What do P/E ratio and P/B ratio mean in the stock market?
What are P/E ratio and P/B ratio? Calculate the price-earnings ratio and invest in high-quality stocks.

P/E ratio -ttm- calculation-P/B ratio-valuation

P/E ratio (PE) is an essential valuation tool for beginners, which is often used to measure the prices of individual stocks and markets. Although the calculation method of P/E ratio is simple, there is a lot of knowledge, such as the difference between historical P/E ratio and ttm, and how to judge the difference between P/E ratio, P/E ratio and market account ratio. MoneyHero will teach you right away.

What is the price-earnings ratio?

Price-earnings ratio (P/E) is an index used to measure stock equity, and its calculation method is as follows:

P/E ratio PE = share price/earnings per share (EPS)

Take the closing price of the Hong Kong Stock Exchange (00388) on April 7, 2020 as an example. The stock price is HK$ 243.80, the earnings per share is HK$ 7.49, and the P/E ratio is HK$ 243.80/HK$ 7.49 = 32.55 times.

That is to say, if investors buy HKEx at HK$ 243.80 now, and HKEx will earn HK$ 7.49 per share every year from now on, it will take 32.55 years to hold this stock for working capital.

TTM P/E ratio

As mentioned above, the P/E ratio is based on "share price" minus "earnings per share", in which "earnings per share" is taken from the performance report of the previous year, or fails to reflect the latest situation, because the company's business or financial situation may have different performances in the new year.

Listed companies usually publish the annual results of the previous year in March every year, just as the annual results of 20 19 will be published in March 2020. If you want to calculate the P/E ratio before the results are announced, you will only get 20 18 earnings per share, which is inevitably inaccurate.

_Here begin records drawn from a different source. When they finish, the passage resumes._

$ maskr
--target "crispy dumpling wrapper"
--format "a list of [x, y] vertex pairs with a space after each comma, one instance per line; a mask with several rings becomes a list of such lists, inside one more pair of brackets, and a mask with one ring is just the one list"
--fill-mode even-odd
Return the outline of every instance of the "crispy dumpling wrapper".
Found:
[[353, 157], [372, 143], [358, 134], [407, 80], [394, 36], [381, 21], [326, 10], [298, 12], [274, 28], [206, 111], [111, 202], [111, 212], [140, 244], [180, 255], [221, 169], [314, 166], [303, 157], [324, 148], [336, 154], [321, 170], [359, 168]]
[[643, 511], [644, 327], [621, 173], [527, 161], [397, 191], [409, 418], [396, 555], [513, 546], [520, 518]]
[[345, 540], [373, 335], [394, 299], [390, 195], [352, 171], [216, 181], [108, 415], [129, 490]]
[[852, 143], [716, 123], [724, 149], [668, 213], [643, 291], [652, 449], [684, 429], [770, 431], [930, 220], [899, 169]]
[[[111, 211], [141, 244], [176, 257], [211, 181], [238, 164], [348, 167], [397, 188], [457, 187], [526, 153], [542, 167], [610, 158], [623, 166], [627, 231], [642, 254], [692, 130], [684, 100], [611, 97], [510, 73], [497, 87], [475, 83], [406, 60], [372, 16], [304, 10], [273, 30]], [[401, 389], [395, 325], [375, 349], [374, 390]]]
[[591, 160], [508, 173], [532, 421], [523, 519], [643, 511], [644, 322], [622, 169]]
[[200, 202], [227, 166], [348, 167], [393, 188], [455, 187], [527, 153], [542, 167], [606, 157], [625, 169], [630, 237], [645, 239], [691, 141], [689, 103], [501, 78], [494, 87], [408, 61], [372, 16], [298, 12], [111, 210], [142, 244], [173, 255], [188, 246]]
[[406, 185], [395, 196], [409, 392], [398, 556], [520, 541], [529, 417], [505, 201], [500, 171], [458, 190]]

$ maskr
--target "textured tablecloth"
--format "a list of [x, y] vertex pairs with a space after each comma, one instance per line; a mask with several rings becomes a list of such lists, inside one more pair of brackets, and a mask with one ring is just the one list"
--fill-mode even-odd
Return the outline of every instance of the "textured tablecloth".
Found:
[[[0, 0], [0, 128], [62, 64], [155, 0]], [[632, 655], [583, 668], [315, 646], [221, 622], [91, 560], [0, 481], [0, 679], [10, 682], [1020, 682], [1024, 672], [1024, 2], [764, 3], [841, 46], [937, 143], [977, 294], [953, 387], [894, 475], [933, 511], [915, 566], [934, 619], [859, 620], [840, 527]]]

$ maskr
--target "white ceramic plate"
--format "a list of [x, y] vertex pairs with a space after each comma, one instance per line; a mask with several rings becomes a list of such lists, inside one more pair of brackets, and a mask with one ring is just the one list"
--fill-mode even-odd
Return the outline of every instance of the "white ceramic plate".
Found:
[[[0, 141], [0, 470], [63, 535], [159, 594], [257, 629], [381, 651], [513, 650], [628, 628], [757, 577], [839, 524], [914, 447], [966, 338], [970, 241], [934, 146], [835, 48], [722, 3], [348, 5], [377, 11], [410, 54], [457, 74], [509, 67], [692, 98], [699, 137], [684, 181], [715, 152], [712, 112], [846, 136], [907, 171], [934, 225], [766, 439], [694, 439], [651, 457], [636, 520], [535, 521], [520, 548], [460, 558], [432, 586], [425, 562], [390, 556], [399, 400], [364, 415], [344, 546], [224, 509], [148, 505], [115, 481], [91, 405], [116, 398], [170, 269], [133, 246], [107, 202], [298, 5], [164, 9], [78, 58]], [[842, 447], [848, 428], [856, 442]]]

Therefore, there is another method to calculate the price-earnings ratio TTM (trailing for 20 months), which is based on the earnings per share of the last 65,438+02 months, and can reflect more timely data and is not affected by seasonal factors.

But both of them are "historical price-earnings ratio". Investing in stocks buys the company's prospects, and the future profitability will most affect the stock price rise and fall. It is meaningless to look at historical figures only. Therefore, investors generally pay more attention to the "forecast price-earnings ratio" calculated by "forecast earnings per share" and pay attention to future earnings.

Price-income ratio

Generally speaking, the lower the P/E ratio, the more attractive it is; Conversely, the higher the P/E ratio, the more expensive it is. But what is the price-earnings ratio "flat" or "expensive"? Based on the closing price on April 7, 2020, the price-earnings ratio of Tencent (00700) is 36.07 times, and that of CLP Holdings (00002) is 43.37 times. Does this mean that CLP is more expensive than Tencent?

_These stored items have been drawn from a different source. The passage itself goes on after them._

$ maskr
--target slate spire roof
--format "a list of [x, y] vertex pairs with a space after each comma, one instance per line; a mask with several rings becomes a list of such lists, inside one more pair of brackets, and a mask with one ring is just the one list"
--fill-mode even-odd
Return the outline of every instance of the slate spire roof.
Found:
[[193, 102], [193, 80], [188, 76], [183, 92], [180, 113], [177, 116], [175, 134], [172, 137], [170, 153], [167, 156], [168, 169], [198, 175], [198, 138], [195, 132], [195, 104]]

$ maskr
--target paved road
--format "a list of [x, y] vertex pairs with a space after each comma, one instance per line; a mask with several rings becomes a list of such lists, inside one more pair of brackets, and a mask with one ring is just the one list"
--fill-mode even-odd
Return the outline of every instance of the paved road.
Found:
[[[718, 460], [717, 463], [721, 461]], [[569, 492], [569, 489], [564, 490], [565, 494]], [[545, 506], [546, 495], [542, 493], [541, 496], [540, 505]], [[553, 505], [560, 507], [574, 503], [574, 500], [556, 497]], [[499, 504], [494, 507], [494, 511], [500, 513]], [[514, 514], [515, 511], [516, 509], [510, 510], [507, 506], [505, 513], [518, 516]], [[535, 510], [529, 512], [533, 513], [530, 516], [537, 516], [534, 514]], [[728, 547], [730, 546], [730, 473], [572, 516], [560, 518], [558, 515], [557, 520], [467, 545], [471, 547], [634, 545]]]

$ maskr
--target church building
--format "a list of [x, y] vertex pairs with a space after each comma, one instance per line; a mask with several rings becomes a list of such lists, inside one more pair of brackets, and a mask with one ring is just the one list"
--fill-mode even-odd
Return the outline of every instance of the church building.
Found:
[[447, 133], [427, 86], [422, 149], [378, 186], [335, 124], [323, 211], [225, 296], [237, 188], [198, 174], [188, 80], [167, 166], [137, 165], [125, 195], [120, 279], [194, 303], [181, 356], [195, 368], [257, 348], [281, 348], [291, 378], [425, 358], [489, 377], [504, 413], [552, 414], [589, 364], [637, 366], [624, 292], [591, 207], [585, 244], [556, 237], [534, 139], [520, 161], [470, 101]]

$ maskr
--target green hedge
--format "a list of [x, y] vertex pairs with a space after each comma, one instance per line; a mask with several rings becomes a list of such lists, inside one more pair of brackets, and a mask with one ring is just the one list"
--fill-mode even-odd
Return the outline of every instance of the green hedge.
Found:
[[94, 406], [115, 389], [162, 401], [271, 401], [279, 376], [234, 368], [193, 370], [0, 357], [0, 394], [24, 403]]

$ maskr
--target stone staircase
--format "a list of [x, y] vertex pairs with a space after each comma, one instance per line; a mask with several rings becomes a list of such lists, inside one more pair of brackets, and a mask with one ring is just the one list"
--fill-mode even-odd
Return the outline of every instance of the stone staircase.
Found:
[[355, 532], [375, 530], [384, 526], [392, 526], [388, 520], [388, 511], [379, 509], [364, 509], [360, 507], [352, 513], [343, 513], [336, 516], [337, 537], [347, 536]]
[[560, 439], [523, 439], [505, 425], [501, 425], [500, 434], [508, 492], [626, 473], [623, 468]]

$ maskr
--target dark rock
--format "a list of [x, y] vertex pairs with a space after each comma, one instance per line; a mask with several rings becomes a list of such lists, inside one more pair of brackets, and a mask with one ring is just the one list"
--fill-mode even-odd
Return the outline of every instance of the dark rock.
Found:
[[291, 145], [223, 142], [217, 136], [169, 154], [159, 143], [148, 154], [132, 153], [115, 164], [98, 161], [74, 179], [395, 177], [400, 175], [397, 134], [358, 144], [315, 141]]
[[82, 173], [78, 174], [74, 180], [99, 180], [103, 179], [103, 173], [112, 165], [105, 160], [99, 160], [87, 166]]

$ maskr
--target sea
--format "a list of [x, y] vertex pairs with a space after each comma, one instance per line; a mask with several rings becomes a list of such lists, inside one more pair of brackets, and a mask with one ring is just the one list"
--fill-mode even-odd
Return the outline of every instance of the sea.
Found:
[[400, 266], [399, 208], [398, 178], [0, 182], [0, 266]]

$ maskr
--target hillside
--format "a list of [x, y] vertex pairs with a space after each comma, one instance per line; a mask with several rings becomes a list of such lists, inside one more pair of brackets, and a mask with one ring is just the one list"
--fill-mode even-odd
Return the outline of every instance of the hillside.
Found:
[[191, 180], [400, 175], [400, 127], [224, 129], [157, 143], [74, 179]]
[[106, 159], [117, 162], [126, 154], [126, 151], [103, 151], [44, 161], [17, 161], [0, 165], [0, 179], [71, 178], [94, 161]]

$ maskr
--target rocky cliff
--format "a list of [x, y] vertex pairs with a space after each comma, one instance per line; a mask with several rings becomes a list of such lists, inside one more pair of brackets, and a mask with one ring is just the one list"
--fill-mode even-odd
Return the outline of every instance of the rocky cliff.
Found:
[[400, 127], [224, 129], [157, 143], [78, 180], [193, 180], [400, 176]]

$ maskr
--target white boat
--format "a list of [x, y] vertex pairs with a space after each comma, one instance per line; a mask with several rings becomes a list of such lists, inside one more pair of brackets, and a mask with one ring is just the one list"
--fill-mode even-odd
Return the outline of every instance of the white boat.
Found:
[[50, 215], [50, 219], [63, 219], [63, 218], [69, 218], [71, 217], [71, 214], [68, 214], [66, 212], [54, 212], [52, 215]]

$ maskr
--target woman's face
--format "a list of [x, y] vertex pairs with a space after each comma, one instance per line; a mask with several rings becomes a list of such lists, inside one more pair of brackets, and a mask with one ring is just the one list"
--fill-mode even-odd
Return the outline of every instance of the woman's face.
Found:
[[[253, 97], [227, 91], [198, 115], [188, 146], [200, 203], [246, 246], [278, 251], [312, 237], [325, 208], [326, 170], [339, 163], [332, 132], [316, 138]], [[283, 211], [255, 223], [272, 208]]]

Of course not. When comparing P/E ratios, the following two methods should be adopted for evaluation:

First of all, compare the company's past and refer to the median price-earnings ratio of the past ten years to see what the current price-earnings ratio is. But only if other factors remain unchanged. If the company's business or business model changes significantly, it is difficult to measure the current price with historical price-earnings ratio.

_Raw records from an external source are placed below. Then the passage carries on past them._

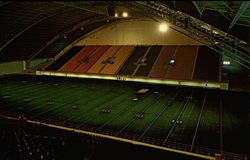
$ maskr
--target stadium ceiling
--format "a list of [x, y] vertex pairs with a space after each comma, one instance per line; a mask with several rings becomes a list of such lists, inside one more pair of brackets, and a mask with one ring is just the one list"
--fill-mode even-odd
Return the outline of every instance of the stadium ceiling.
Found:
[[[212, 49], [249, 69], [249, 4], [249, 1], [0, 1], [0, 56], [22, 51], [25, 46], [27, 55], [23, 59], [30, 59], [84, 21], [123, 20], [111, 16], [108, 12], [111, 8], [111, 12], [127, 11], [130, 18], [167, 21], [186, 34], [205, 38], [215, 45]], [[42, 34], [37, 37], [37, 32]]]

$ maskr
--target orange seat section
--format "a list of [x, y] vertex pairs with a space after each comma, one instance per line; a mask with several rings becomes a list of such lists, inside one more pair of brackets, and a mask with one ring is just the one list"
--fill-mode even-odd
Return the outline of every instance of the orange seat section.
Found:
[[64, 64], [58, 71], [61, 72], [73, 72], [73, 70], [81, 64], [81, 60], [95, 51], [97, 46], [86, 46], [73, 58], [71, 58], [66, 64]]
[[96, 61], [109, 49], [110, 46], [99, 47], [91, 56], [89, 56], [88, 62], [84, 62], [74, 72], [86, 73], [89, 68], [96, 63]]
[[114, 55], [114, 63], [107, 64], [104, 69], [100, 72], [102, 74], [116, 74], [120, 67], [125, 63], [128, 56], [134, 50], [135, 47], [132, 46], [123, 46], [119, 51]]
[[112, 57], [121, 47], [112, 46], [101, 56], [97, 62], [87, 71], [87, 73], [99, 73], [107, 64], [104, 62]]

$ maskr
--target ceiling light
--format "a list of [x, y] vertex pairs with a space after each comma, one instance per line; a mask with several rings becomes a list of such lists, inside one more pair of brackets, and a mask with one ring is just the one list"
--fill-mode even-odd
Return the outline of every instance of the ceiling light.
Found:
[[122, 16], [123, 16], [123, 17], [128, 17], [128, 12], [123, 12], [123, 13], [122, 13]]
[[115, 17], [118, 17], [118, 13], [115, 13]]
[[168, 30], [168, 25], [167, 25], [166, 23], [160, 24], [159, 30], [160, 30], [161, 32], [166, 32], [166, 31]]
[[66, 39], [66, 38], [67, 38], [67, 36], [64, 36], [64, 38]]
[[223, 64], [224, 64], [224, 65], [230, 65], [231, 62], [230, 62], [230, 61], [223, 61]]
[[174, 59], [170, 59], [169, 61], [168, 61], [168, 65], [175, 65], [175, 60]]
[[83, 30], [84, 28], [83, 27], [81, 27], [81, 30]]

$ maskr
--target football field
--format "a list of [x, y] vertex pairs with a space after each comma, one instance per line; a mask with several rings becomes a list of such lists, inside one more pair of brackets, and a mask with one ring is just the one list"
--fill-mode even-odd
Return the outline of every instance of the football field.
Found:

Secondly, compared with similar companies, companies belonging to the same industry or sector are chosen because they face the same industry environment, that is, Domino's Group (0034 1) is compared with another catering stock, while Geely Automobile (00 175) is compared with the stock price of another car.

In addition, under normal circumstances, the price-earnings ratio of emerging industries or companies with short listing time is usually lower than that of blue chips, but this does not mean that this company is superior to blue chips. Investors should also weigh risks and returns, and consider factors such as industry prospects and company quality. However, some companies whose business is greatly affected by the economic cycle, such as commodity stocks, will have great fluctuations in profits, so it is not appropriate to use P/E ratio for investment consideration.

P/E ratio and market account ratio

Book yield PB = share price/book value per share

Similarly, the lower the P/B ratio, the flatter the stock. If the value is lower than 1, it means that the stock price is lower than the book value of the company and there is a discount. If the value is higher than 1, it means that the stock price is higher than the book value of the company and there is a premium. When comparing, you should also compare with companies in the same industry.

For some stocks, the price-to-book ratio is often used to measure their share prices, such as bank stocks and real estate stocks, because their profitability depends largely on how many assets they have, such as how many deposits and loans banks have, and how many properties and land developers own, which will directly affect their profitability.

In addition, if the company is going to be liquidated due to poor management, the book value can also reflect how much money the company can cash out after selling assets. With the support of assets, investors may feel more at ease.

Finally, investors should bear in mind that P/E ratio and P/B ratio are only one of the measures, and many factors should be integrated when making investment decisions, such as market conditions, industry prospects, management quality and so on.